По мере приближения к миссии беспокойство Эктуса Бара росло. Построенная из тех же материалов, что и жилища тропиков, миссия стояла немного в стороне от деревни, возле одной из бухточек Гранд-Нигера. Располагая несколькими комнатками, она служила и жилым помещением для миссионера, и храмом Крейца, и офисом, и врачебным кабинетом (в данном случае он в основном использовался для лечения собственно жильца, которого туземные отвары часто выручали от злокачественных лихорадок). Полицейские оказались в труднейшем положении, расчищая себе дорогу среди детей, очарованных их униформой и волнобоями с длинными стволами и торчащими из кожаных чехлов затыльниками. Женщины хватали экзархов за руки и, смеясь, прикладывали их к своим животам или грудям, как бы приглашая их оценить упругость своей плоти.
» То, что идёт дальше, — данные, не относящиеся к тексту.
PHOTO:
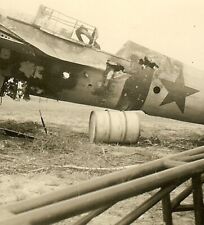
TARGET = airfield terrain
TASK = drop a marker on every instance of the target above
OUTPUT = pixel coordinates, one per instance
(29, 168)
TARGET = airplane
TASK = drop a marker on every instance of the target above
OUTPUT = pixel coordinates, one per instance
(57, 56)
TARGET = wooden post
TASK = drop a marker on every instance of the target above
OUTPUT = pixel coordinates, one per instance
(198, 200)
(167, 211)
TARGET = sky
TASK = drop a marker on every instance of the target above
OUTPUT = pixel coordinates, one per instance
(172, 27)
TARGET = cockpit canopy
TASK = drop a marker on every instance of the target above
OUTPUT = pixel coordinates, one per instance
(64, 26)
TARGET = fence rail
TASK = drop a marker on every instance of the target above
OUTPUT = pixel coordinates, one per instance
(99, 194)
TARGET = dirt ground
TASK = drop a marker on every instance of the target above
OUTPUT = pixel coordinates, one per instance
(29, 168)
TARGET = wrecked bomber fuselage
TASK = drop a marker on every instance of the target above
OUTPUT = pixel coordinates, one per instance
(33, 61)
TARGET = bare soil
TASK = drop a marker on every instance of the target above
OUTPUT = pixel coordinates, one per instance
(29, 168)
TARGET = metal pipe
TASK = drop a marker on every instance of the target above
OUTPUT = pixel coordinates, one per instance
(149, 203)
(97, 183)
(192, 157)
(68, 208)
(198, 199)
(84, 220)
(181, 196)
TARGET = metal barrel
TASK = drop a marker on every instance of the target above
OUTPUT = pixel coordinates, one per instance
(114, 127)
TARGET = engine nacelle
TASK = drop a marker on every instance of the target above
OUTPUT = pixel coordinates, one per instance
(114, 127)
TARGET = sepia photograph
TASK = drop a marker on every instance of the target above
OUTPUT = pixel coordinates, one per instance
(101, 112)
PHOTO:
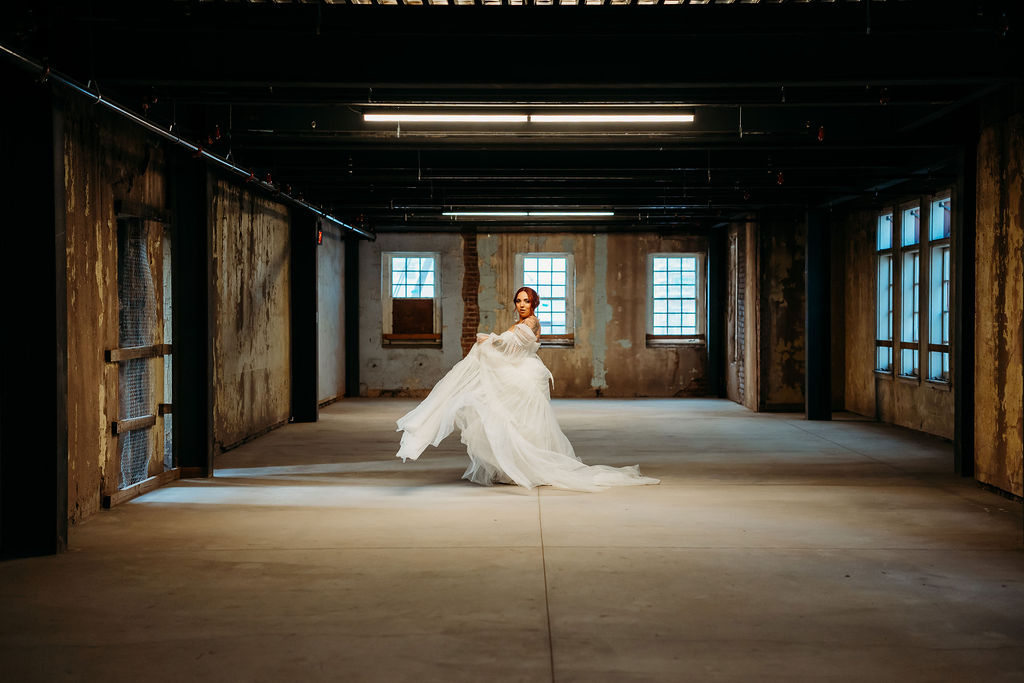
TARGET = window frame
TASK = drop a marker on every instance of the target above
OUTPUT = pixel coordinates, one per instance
(388, 337)
(909, 308)
(698, 339)
(939, 290)
(885, 254)
(566, 340)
Эктус Бар привычным глазом поглядывал на растерянные лица своих сверстников-крейциан и забавлялся. Его самого точно так же удивили местные обычаи, когда он заменил отца Ксотье, бывшего главу миссии, ставшего жертвой инфаркта миокарда (по официальной версии, но Эктус Бар скорее подозревал того в злоупотреблениях маком-афродизиаком). Прошло более пятнадцати платонианских лет с тех пор, как каждую ночь, отправляясь ко сну, он стал кого-нибудь обнаруживать в своей постели; сначала он отказывался нарушить свои обеты целомудрия и прикасаться к женщине, девушке, мужчине или мальчику, которого толкали в его объятия. Жители Бавало пришли к выводу, что Желто-Белого (его прозвище, которое шло от бледности его кожи и шафранового цвета его одежд) не привлекали ни женщины, ни мужчины в расцвете лет, и ему стали предлагать старух, стариков, трупы; затем, — когда все варианты с людьми исчерпались, — живую рыбу, дохлую рыбу и, наконец, спускаясь еще на ступень по лестнице эволюции, фрукты и листья. Потом вернулись к женщинам детородного возраста и в итоге добились своего: Желто-Белый отбросил свое равнодушие и начал усердно навещать «маленькие провальчики» компаньонок, приходивших предложить ему себя. Они распускали лестные слухи о размерах и мощи «великого соакры», которые посещал их, и все женщины деревни возжелали соединиться с миссионером. Таким образом, как и его предшественник, он был вынужден потреблять всё большее количество любовных маков, что позволяло ему являть неослабевающую мужественность. Он преступил одну из фундаментальных догм Церкви, но насчет этого утешался в предположении, что Крейц направил его окольными путями с целями, известными лишь Ему. Насколько Эктусу было известно, детей в деревне у него не образовалось (тропики, которые полностью контролировали свою рождаемость, не хотели смущать его нежеланным отцовством).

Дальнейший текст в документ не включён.